The Information Center and Museum: Of interest to many visitors on Temple Square is the historic museum and information center located in the southeast section of the square. This building was first opened August 4, 1902 and was known as the “Bureau of Information and Church Literature.” The building marked the beginning of guided tours for visitors on Temple Square, which has been a great aid to missionary work of the Church. In 1904 the building was remodeled and enlarged, and since then has been added to for the comfort and convenience of those visiting Temple Square. Herein are preserved many important relics and artifacts of early Church history and of life in Salt Lake valley as experienced by the early pioneers. Important murals and paintings are also housed in the building.
The Visitors’ Center: Of recent construction on Temple Square is the attractive Visitors’ Center, which, in a relatively short period of time, has become one of the most popular tourist attractions in the city, and a valuable missionary tool. This three-story granite structure stands in the northwest corner of Temple Square, and includes ample space for special exhibits and displays, and theaters for film presentations.
Visitors to Temple Square are conducted through the center by guides who donate their time. Various phases of the restored gospel are discussed, and the visitor has an opportunity to see and hear the message of truth proclaimed by The Church of Jesus Christ of Latter-day Saints.

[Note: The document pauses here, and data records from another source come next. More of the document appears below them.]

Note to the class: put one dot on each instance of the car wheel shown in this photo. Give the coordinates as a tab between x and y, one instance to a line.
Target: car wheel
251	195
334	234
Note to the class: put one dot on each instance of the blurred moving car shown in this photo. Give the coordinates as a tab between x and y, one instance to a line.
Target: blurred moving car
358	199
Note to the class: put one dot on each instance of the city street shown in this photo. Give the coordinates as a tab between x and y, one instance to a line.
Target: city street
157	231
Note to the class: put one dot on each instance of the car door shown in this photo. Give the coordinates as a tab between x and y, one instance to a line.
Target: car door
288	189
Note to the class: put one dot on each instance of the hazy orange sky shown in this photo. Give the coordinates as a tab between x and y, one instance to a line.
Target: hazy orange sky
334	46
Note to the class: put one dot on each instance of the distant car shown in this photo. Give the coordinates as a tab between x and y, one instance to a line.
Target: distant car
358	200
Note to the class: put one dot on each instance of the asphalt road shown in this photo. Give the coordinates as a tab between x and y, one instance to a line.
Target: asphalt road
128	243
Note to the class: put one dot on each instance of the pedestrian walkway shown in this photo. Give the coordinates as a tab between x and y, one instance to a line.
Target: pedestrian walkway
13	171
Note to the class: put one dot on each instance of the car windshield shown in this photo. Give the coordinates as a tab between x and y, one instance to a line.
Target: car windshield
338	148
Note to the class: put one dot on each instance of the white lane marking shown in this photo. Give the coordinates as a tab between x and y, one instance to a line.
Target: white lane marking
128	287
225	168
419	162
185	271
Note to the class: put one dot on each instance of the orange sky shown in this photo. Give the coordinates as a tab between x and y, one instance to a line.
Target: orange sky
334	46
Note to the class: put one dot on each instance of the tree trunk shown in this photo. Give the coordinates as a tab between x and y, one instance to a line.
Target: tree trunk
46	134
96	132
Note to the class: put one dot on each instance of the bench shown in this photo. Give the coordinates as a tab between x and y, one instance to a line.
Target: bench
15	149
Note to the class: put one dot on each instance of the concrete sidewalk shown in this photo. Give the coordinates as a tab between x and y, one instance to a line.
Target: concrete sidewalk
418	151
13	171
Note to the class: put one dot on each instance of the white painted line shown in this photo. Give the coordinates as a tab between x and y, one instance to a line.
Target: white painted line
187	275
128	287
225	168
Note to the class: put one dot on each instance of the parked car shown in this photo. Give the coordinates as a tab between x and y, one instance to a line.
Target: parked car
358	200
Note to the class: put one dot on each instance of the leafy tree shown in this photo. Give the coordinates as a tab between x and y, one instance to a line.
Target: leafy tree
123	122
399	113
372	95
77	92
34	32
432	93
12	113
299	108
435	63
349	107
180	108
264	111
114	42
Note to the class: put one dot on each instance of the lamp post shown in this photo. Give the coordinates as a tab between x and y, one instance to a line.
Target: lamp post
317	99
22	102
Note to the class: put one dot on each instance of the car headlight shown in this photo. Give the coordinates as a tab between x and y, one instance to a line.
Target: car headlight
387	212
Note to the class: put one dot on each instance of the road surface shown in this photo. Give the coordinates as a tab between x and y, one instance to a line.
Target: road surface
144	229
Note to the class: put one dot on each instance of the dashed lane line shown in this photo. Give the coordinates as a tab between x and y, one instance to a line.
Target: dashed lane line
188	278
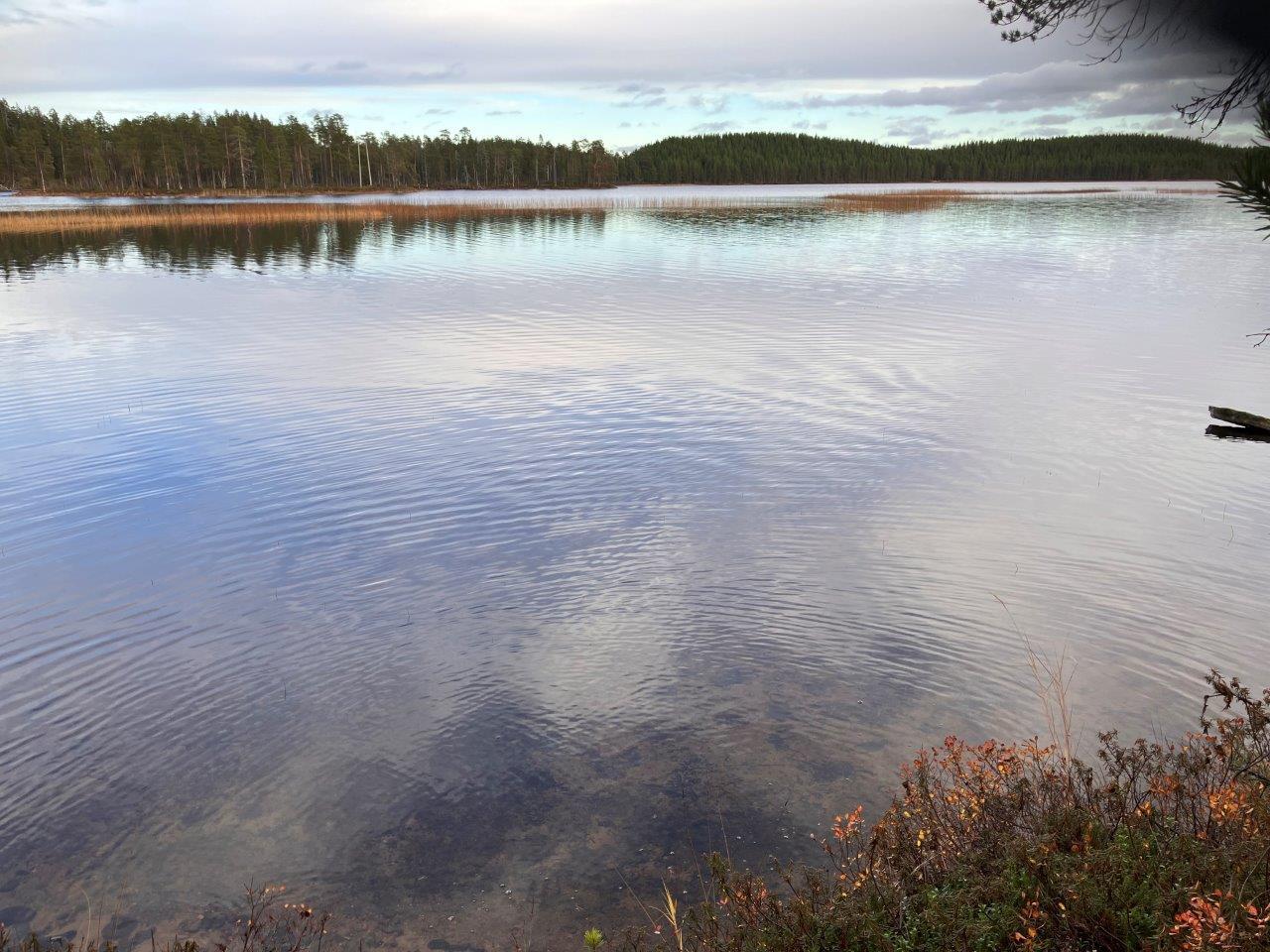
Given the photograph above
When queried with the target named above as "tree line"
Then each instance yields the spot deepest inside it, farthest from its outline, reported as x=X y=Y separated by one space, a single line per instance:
x=785 y=158
x=238 y=151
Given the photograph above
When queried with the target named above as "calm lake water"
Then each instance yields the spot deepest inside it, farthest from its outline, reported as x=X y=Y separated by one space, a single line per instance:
x=458 y=574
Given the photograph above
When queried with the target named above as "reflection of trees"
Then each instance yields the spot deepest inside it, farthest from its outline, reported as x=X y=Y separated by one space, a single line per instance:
x=275 y=245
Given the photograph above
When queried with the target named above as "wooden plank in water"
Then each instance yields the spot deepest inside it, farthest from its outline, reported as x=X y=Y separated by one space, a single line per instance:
x=1238 y=417
x=1246 y=433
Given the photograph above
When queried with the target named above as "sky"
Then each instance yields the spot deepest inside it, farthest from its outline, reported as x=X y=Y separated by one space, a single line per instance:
x=625 y=71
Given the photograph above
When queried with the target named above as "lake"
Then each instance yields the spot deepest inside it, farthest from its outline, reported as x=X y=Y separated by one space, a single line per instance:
x=466 y=576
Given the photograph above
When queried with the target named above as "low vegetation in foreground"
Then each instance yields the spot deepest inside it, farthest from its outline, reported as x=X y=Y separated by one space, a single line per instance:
x=1151 y=846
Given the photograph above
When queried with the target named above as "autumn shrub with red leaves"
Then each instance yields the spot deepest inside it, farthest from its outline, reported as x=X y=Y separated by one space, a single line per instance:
x=1151 y=846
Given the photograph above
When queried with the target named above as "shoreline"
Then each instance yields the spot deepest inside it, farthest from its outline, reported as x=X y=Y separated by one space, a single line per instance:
x=248 y=194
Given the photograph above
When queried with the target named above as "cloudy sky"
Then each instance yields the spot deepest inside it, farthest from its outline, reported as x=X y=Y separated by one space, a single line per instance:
x=627 y=71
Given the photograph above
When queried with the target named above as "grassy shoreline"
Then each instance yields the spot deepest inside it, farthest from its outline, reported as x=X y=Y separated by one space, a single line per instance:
x=244 y=213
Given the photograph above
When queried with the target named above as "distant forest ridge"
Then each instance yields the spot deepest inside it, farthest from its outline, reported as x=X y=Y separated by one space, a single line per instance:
x=238 y=151
x=785 y=158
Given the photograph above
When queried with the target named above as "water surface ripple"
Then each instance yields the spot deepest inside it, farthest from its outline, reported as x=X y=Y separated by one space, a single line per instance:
x=414 y=563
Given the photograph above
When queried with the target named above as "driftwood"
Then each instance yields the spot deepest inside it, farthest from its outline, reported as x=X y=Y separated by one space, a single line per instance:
x=1238 y=433
x=1238 y=417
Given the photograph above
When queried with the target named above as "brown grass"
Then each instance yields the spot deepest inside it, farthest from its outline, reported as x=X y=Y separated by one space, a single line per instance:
x=931 y=198
x=262 y=213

The lower floor of the building includes special rooms where the visitors, at their leisure, can view dioramas, witness coordinated sight and sound presentations, enjoy attractive paintings and murals, and operate various selfcontrolled display devices which explain the gospel message and the programs of the Church.
In all, this facility is a valuable aid to Church missionary efforts, both within the surrounding area, and among those who come to Temple Square as tourists or visitors.
General Service Plant: It is of interest to note that the buildings on the temple block are supplied with steam and electric power from an independent plant situated near the middle of the city block immediately west of Temple Square. From this plant subterranean tunnels lead to the several buildings connected therewith. The main tunnel is six feet six inches in height, by five feet six inches in width; through this run all pipes for steam, water, and cooling purposes, and in addition full equipment for electric service. The diverging branch tunnels are each six feet six inches by four feet. The entire length of the tunnel system is over 1,400 feet, and the tunnels are constructed of reinforced concrete with walls six inches thick.
Prior to 1911 the temple was supplied with heat and light from its own boilers and dynamos within the old temple annex, but the service plant afterward met these needs. Originally the service plant was owned and operated by the Church, but it is now operated by a private utility firm.